A propósito da proposta para limitar o acesso de ex-sindicalistas à liderança de ordens profissionais, o Sindicato Independente dos Médicos acusa os socialistas de quererem controlar a sociedade civil.

O Sindicato Independente dos Médicos (SIM) ataca a proposta do PS para alterar a lei e limitar o poder das ordens profissionais. O sindicato acusa os socialistas de terem tiques autoritários e quererem regredir para a situação que existia antes do 25 de Abril.

Esta quarta-feira, no Fórum TSF, o secretário-geral do SIM, Jorge Roque da Cunha, afirmou que a proposta do PS - que comparou algumas ordens profissionais a "sindicatos disfarçados" e "armas de arremesso contra o Governo" - é "um ataque a todos aqueles que têm intervenção sindical".

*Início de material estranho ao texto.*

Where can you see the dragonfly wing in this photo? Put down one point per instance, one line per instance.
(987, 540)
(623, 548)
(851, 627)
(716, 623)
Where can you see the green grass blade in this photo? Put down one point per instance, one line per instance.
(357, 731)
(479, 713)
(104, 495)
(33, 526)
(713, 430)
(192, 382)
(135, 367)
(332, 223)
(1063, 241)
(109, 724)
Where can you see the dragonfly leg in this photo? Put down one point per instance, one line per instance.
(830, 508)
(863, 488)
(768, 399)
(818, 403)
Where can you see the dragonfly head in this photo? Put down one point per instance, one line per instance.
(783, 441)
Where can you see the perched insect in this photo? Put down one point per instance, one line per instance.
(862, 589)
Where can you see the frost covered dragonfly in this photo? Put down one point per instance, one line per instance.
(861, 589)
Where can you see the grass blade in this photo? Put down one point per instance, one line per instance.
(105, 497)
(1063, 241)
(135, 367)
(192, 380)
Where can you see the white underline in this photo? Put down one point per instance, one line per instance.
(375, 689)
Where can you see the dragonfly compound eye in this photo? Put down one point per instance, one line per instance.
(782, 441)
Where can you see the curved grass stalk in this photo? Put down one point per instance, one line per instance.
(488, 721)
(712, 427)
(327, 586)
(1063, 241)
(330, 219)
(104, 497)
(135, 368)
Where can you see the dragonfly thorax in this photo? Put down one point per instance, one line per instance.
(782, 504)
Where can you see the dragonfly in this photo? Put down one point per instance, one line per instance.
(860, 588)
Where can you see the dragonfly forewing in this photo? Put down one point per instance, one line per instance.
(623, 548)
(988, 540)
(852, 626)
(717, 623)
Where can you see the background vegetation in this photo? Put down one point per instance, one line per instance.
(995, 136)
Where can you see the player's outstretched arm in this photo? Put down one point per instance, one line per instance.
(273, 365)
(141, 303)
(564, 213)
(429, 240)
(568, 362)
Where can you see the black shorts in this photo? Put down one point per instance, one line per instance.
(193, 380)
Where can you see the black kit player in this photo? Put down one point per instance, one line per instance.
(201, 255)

"Entendemos que se um governante que tutele uma determinada empresa pública pode, dois anos depois, trabalhar para ela e fazer pareceres, como é que é possível que um partido que se diz socialista ter esta atitude em relação a todos aqueles que, de uma forma solidária, intervêm na sociedade em termos sindicais?", questionou Roque da Cunha. "É um tique autoritário, muito semelhante ao que acontecia antes do 25 de Abril", atirou.

Na opinião de Roque da Cunha, o Partido Socialista e este Governo "minoritário, ainda por cima", ressalva, "lida muito mal com a crítica e, como já controla o aparelho do Estado, quer controlar a sociedade civil".

"Nós não recebemos qualquer subsídio do Estado, não temos qualquer necessidade de apoios deste Governo, a única coisa que nós queremos é respeito e vamos exigir que isso aconteça", disse ainda o sindicalista.

O PS avança, esta quarta-feira, com alterações à lei das associações públicas profissionais, visando reforçar "o interesse público, a autonomia e independência da regulação e promoção do acesso a atividades profissionais".

O PS já tinha criticado as ordens que são "sindicatos disfarçados" ou "armas de arremesso contra qualquer Governo", agora, ao propor alterações ao regime das associações públicas profissionais, estabelece um prazo de quatro anos até que alguém ligado a atividade sindical possa liderar uma ordem.

"Não são elegíveis para os órgãos das associações públicas profissionais os profissionais que tenham desempenhado cargos em órgãos dos sindicatos do setor nos últimos quatro anos", lê-se no diploma socialista que será, esta quarta-feira, apresentado publicamente.